Considérant qu’outre les avis d’imposition produits et son inscription sur la liste des experts auprès de la Cour d’appel de Fort-de-France, il ressort des propres dires de l’appelante qu’elle ne vivait pas de manière habituelle, continue et effective avec son père avant son décès à Paris, dans le logement litigieux, mais en Martinique où elle est domiciliée fiscalement,
Considérant que le jugement déféré relève que Mme DE X ne conteste pas que son père ne vivait plus dans les lieux au jour de son décès dès lors qu’elle indique que son état de santé était « incompatible à toute participation à un voyage qui l’aurait amené avant son décès dans l’appartement qu’il louait »,
Considérant que si l’article 14 de la loi du 6 juillet 1989 prévoit un transfert de bail aux descendants, c’est à la condition de justifier d’une cohabitation effective et continue avant le décès du défunt, et non pour permettre au bénéficiaire de se réserver la possibilité d’un choix de sa résidence entre plusieurs,
Considérant qu’il résulte tant des pièces versées au débat que des motifs pertinents apportés, que le jugement entrepris sera donc confirmé sur l’absence de transfert de bail et ses conséquences,
SUR LE MONTANT DE L’INDEMNITÉ D’OCCUPATION
Considérant qu’il ressort de ce qui précède, que le bail était résilié de plein droit à la date du décès de
M. DE X,
Considérant dès lors que Mme DE X avait à compter de cette date, la qualité d’occupante sans droit ni titre, et non de locataire,
Considérant que le jugement entrepris a condamné PARIS HABITAT-OPH à restituer les surloyers indus versés par Mme DE X, cette somme devant être réduite de l’indemnité d’occupation fixée au montant du loyer actualisé augmenté des charges prévues au titre du bail, en sus majorée de 30% à titre de dommages et intérêts et ce jusqu’à parfaite libération des lieux par remise des lieux, expulsion ou reprise
Considérant que Mme DE X a libéré les lieux le 24 octobre 2019.

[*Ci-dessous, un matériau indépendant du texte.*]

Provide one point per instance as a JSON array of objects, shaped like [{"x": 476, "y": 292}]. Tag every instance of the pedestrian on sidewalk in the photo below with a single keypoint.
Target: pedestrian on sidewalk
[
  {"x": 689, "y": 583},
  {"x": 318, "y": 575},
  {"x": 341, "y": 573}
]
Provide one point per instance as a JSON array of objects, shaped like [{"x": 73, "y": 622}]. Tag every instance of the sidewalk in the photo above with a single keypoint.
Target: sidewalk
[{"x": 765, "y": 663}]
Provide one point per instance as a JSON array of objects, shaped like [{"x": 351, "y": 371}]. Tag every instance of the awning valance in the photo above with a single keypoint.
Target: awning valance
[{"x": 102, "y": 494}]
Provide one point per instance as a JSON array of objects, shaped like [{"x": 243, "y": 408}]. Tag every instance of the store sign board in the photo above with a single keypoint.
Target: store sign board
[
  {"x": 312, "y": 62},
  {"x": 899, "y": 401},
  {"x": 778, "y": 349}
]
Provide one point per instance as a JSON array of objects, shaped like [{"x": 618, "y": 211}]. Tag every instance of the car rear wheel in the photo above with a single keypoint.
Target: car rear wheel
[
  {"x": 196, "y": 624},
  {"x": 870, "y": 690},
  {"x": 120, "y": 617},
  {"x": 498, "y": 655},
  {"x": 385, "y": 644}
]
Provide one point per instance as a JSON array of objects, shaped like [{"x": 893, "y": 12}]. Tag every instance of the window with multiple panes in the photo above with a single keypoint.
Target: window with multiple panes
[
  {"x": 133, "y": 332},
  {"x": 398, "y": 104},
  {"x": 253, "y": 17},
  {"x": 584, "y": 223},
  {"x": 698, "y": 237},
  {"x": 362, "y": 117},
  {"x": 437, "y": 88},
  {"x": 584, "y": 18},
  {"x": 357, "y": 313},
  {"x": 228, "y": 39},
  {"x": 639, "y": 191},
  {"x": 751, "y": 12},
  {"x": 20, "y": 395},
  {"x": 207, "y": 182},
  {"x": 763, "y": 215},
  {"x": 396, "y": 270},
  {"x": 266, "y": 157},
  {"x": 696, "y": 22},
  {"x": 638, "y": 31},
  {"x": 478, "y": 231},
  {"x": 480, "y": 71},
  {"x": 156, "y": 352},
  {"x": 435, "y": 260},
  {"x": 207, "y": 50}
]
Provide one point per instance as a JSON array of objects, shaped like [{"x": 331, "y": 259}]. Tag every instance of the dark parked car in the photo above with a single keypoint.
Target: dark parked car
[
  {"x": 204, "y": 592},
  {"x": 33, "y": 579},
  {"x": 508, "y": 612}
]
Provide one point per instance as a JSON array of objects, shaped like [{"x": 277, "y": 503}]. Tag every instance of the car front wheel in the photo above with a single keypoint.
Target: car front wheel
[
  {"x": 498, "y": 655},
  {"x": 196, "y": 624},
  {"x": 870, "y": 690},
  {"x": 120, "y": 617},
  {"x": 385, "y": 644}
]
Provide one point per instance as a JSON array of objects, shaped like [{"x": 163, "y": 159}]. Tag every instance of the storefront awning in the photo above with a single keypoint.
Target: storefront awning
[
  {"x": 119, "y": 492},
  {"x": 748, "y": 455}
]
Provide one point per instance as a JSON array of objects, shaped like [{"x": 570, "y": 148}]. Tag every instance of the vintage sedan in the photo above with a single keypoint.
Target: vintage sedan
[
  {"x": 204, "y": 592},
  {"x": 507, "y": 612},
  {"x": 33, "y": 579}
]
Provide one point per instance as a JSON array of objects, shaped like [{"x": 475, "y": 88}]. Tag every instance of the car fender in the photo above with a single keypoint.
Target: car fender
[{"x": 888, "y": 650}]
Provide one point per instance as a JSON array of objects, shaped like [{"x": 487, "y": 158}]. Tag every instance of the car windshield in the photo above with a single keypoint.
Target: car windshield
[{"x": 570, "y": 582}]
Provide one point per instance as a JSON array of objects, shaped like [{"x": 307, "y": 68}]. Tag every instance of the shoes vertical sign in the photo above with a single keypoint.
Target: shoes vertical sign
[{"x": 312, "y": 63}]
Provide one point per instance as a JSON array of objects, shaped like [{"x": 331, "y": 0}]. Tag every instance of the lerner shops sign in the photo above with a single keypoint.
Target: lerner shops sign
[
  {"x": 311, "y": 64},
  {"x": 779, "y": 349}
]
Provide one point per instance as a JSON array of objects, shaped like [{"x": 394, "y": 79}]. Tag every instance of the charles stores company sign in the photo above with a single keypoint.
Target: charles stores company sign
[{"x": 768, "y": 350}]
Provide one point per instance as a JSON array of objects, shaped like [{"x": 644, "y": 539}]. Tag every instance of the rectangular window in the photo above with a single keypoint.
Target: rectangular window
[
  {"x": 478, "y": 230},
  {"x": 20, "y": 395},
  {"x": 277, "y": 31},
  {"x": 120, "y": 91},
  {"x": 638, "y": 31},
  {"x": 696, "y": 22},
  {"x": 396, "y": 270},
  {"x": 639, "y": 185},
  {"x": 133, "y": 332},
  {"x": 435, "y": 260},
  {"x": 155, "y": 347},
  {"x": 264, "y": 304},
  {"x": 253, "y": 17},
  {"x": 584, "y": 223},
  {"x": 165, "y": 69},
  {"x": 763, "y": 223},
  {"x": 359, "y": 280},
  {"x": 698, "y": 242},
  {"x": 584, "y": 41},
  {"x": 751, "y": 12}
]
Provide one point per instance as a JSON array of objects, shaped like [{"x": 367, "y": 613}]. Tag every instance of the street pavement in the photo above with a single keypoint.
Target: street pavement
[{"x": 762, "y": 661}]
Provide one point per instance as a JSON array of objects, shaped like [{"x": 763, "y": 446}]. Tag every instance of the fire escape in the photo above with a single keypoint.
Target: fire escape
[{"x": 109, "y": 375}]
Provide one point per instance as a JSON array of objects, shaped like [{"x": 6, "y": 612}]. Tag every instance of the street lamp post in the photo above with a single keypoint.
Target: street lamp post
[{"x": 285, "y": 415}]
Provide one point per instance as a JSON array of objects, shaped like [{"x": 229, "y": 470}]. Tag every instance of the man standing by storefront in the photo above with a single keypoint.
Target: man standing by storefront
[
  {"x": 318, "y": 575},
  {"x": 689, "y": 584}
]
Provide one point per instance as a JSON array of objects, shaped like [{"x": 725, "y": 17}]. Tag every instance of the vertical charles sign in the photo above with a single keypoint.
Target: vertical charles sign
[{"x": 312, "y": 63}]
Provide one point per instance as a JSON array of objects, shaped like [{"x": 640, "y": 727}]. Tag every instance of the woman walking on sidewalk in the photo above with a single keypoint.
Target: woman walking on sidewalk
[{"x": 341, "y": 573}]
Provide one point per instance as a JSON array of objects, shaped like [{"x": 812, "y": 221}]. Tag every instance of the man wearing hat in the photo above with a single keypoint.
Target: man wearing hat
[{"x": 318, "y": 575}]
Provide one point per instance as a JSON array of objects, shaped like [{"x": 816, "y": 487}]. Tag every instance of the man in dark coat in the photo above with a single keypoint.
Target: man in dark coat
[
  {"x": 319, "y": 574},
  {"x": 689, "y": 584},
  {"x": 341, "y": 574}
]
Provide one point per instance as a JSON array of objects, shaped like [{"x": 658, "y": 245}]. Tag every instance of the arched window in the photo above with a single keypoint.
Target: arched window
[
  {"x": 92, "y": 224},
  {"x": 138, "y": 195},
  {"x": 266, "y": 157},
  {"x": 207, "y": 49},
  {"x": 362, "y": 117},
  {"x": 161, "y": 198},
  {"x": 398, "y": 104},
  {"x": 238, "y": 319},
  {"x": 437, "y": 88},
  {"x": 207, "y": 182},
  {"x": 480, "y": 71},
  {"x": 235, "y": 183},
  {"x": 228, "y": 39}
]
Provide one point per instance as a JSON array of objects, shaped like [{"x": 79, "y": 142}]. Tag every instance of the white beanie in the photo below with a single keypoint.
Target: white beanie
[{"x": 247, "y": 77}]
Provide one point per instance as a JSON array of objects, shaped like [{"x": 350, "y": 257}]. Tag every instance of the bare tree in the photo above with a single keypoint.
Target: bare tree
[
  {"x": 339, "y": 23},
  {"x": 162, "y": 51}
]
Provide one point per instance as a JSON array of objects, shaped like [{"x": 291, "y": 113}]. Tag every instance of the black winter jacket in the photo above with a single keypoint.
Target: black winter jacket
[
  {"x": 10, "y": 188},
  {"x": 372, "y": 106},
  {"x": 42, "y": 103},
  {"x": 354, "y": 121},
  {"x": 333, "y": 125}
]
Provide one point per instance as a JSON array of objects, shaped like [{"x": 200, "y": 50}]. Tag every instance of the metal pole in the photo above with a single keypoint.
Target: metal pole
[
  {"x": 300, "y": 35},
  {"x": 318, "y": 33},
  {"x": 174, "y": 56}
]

Considérant que PARIS HABITAT-OPH produit un décompte définitif actualisant la dette de Mme DE X à la somme de 1.075,78 euros,
Considérant que PARIS HABITAT-OPH en déduit ses frais de contentieux soit 759,98 euros, dont le reliquat est 315,80 euros,
Qu’il convient donc de confirmer le jugement entrepris sur ce point et de condamner Mme DE X à verser à PARIS HABITAT OPH la somme de 315,80 euros au titre du reliquat d’indemnité d’occupation restant dû.
SUR LES AUTRES DEMANDES :
Considérant que l’appelante succombant, il serait inéquitable de laisser à la charge de PARIS HABITAT-OPH la totalité des frais de procédure et les dépens.
PAR CES MOTIFS
LA COUR,
Statuant publiquement, par arrêt contradictoire, par mise à disposition au greffe,
CONFIRME le jugement du Tribunal d’Instance de Paris du 9 novembre 2018 dans toutes ses dispositions,
CONDAMNE Madame DE X Y à verser à PARIS HABITAT-OPH la somme de 315,80 euros au titre de l’arriéré d’indemnité d’occupation restant dû,
REJETTE toute demande plus amples ou contraires,
CONDAMNE Madame DE X Y à verser à PARIS HABITAT-OPH la somme de 1.000 euros en application de l’article 700 du code de procédure civile,
CONDAMNE Madame DE X Y aux entiers dépens dont distraction au profit de la S.E.L.A.S. LGH & Associés, prise en la personne de Maître Catherine HENNEQUIN, Avocat aux offres de droit, conformément aux dispositions de l’article 699 du Code de procédure civile.